LOS ANGELES, Feb. 9 (Yonhap) --- A group of Korean-Americans seeking to set up a girl's statue symbolizing victims of Japan's wartime sexual slavery said Thursday the statue installation will take place at a civil rights movement museum in the city of Atlanta, Georgia, in April.
"We will accelerate our preparations for the installation," Kim Baek-kyu, leader of a committee tasked with the erection of the state, said at a press conference in the city.
Attending the press conference were 24 people, including former U.S. Congressman Michael Honda and Kim Se-hwan, senior pastor of the Atlanta Korean United Methodist Church, as well as other members of the committee.
Kim also said in an interview with Yonhap News Agency by phone that the committee has pushed ahead with the installation plan for three years in secret due to the sensitive nature of the issue, adding the statue will be erected at the lawn next to the main hall of the Center for Civil and Human Rights.
Located in downtown Atlanta and opened in 2014, the center is a museum dedicated to the achievement of both the civil rights movement in the United States in the 1950s-1960s and the broader worldwide human rights movement.
"We are planning to hold a ceremony on April 27 to mark the installation of the statue," Kim said, adding it could happen earlier than that if the situation permits.
The bronze statue of a barefoot seated teenage girl in a traditional Korean "hanbok" dress, similar to another set up in front of the Japanese Embassy in Seoul, will sit on a marble base 2 meters wide and 1.23 meters long.
The creators of the statue, Kim Seo-kyung and her husband Kim Eun-sung, have almost finished making the statue, Kim said.
Kim and other South Korean residents in Atlanta promoted the project for the statue installation three years ago and the project has paid off since the group discussed it with the museum side last summer.
It will mark the third time that a statue, which represents "comfort women," Korean women forced to work in wartime Japanese military brothels, is installed in the United States following ones in Glendale, California, and Southfield, Michigan.
The museum has confirmed the planned statue installation.
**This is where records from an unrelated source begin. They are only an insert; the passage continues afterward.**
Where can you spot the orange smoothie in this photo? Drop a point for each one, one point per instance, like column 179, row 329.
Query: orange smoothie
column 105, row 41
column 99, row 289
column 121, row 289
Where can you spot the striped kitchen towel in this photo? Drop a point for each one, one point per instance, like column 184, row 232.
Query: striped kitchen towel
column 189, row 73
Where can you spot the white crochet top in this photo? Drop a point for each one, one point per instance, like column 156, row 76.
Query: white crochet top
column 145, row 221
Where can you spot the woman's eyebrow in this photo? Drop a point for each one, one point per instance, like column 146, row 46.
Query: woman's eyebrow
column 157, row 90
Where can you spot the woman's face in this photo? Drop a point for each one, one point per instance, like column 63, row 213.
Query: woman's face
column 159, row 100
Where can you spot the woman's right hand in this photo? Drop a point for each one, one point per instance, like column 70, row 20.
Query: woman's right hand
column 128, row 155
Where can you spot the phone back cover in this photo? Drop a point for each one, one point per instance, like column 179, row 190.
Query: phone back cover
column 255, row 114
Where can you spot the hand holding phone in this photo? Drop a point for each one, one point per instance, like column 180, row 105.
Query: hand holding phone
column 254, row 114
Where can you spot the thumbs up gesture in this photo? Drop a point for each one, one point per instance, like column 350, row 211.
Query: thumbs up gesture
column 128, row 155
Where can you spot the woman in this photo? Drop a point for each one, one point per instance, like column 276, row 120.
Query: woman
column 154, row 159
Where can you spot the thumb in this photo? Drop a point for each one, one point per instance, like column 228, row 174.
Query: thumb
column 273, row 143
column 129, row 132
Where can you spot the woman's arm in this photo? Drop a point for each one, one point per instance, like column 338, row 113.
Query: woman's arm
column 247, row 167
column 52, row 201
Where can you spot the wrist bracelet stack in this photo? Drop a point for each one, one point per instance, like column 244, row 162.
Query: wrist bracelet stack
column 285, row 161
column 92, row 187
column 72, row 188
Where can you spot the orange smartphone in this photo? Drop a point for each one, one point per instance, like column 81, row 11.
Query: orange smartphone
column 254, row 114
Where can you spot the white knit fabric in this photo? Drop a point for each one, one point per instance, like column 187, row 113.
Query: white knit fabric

It has given the resident group support in the project, making itself the center of attention as the U.S. city is the birthplace of the African-American civil rights movement.
Atlanta hosts the birth home, a memorial hall and the tomb of the late American civil rights leader Martin Luther King Jr.
As word of the installation spreads, it is feared that the Japanese government and the country's right-wing bodies will launch an offensive to have the plan foiled.
In August last year, a right-wing Japanese group, the Global Alliance for Historical Truth, filed a suit demanding the statue in Glendale be removed, but it was to little avail. A U.S. court rejected the demand, saying Glendale did not use the statue for diplomatic purposes.
Historians estimate that up to 200,000 women, mainly from Korea, which was a Japanese colony from 1910 to 1945, were forced to work in front-line brothels for Japanese soldiers during World War II. But Japan has long attempted to water down the atrocity.